It’s Paris in the late 1920s and young Hugo Cabret lives in the hidden passageways of a Paris train station whose clocks he maintains. That’s supposed to be his uncle’s job, but when Hugo was orphaned, his father’s brother saw a win-win situation: He’d give Hugo a place to stay and they’d divide the work, Hugo taking care of the clocks while he took care of the drinking. But now the uncle has disappeared, leaving Hugo to fend for himself and hide from the station inspector, who delights in capturing orphans and sending them to the orphanage.

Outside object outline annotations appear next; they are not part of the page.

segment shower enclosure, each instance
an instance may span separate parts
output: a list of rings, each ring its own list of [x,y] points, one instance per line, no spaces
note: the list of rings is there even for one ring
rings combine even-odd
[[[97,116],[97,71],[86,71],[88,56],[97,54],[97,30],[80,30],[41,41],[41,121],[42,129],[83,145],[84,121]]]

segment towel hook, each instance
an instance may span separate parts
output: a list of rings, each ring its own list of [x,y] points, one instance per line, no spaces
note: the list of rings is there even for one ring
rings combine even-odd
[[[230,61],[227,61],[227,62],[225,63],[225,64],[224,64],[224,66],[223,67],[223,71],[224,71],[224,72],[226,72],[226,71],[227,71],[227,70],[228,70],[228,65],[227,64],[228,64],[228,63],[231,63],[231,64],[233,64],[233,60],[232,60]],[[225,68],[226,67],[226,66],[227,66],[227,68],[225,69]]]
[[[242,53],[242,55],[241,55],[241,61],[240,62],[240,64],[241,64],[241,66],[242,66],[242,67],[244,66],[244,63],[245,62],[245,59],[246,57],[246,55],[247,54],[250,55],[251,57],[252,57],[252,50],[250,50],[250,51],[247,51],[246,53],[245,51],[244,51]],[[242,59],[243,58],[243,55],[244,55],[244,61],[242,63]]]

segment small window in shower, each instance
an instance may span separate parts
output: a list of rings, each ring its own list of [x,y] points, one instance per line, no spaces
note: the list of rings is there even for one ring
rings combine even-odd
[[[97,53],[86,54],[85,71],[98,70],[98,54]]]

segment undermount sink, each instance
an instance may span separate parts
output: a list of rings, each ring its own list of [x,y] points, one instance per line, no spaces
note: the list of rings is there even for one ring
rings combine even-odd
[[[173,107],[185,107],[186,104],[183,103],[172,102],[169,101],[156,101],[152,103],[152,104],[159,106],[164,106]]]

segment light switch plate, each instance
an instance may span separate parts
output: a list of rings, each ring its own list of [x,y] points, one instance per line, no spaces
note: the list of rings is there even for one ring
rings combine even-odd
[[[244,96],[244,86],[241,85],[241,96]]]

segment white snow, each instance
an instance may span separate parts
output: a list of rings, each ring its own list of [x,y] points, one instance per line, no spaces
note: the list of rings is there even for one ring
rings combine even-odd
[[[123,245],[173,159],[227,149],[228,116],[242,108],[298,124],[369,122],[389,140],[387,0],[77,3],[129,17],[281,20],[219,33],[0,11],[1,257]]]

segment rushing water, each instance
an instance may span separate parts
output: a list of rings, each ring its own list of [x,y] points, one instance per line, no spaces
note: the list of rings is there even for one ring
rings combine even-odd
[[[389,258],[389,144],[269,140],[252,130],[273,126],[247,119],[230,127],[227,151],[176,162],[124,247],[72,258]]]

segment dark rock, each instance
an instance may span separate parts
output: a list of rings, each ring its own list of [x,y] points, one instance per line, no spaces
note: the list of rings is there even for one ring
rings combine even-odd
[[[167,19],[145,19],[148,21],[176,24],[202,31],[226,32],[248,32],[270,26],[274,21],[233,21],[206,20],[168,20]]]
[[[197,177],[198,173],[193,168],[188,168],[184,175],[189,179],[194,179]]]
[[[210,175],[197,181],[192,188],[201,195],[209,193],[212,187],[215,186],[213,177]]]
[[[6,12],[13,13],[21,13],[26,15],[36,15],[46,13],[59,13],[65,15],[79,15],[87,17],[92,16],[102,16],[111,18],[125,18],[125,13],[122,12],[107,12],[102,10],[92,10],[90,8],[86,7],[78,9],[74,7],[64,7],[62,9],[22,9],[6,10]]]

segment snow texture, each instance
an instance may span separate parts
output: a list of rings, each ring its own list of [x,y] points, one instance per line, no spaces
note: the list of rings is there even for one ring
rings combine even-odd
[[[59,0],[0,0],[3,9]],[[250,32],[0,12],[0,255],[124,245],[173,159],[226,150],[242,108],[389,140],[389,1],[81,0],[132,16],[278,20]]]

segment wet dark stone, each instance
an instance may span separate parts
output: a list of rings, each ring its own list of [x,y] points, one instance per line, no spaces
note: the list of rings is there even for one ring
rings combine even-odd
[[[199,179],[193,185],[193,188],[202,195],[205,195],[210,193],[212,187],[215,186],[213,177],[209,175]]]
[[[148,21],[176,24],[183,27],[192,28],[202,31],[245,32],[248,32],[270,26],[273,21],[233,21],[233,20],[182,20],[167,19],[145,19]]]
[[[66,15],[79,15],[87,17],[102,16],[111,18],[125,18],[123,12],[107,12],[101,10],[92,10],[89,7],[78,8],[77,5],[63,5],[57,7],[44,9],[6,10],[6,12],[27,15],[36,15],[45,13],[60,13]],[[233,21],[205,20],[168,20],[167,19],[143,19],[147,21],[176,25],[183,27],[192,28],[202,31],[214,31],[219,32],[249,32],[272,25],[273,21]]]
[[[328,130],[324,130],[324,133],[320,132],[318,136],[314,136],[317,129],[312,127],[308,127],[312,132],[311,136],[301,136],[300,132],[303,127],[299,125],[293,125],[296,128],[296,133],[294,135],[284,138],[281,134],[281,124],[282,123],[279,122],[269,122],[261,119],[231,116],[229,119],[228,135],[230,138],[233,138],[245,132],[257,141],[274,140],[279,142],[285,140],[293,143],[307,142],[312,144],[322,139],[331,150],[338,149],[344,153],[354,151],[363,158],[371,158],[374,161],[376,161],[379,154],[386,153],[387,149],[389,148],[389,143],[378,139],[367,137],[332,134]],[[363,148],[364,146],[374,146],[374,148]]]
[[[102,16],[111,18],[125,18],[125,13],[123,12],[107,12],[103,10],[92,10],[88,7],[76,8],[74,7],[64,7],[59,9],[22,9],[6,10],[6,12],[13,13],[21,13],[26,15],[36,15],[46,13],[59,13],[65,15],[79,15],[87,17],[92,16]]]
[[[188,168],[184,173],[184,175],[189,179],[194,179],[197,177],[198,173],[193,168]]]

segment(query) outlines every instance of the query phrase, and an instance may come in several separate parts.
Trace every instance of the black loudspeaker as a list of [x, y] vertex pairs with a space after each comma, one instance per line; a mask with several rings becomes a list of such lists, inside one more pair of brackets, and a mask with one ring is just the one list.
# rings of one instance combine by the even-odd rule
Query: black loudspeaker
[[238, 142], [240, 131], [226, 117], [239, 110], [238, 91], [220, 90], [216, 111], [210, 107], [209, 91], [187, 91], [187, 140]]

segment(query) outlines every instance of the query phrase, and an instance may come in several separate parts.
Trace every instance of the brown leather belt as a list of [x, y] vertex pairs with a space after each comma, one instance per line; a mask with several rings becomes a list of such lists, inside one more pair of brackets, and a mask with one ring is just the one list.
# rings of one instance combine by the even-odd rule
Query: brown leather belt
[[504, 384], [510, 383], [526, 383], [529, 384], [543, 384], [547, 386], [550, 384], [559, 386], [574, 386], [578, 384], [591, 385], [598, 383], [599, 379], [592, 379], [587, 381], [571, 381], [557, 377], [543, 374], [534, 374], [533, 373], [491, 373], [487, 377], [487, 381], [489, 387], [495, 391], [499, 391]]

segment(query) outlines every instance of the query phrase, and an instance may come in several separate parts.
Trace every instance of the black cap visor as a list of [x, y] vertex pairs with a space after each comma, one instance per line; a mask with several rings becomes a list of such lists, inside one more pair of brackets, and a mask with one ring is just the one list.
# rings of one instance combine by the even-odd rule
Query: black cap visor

Hugo dedicates his spare time to his only remaining link to his father, a mysterious broken clockwork humanoid automaton his father had been trying to repair when he died. Finally Hugo manages to get the device into working order, but he finds he can’t make it go without a missing heart-shaped key.
Hugo has no friends until he meets a girl whose eccentric stepfather runs a toy shop in the station and who miraculously proves to have that missing key. When they set the automaton in motion it does something very curious that deepens the mystery.
It’s not quite as good as I had hoped (for one thing, it simply drops an important plot thread, which I found pretty disappointing), but it a fairly enjoyable film with a lot of interesting characters and surprises, including some superbly restored excerpts from films by the brilliant pioneer moviemaker Georges Méliès.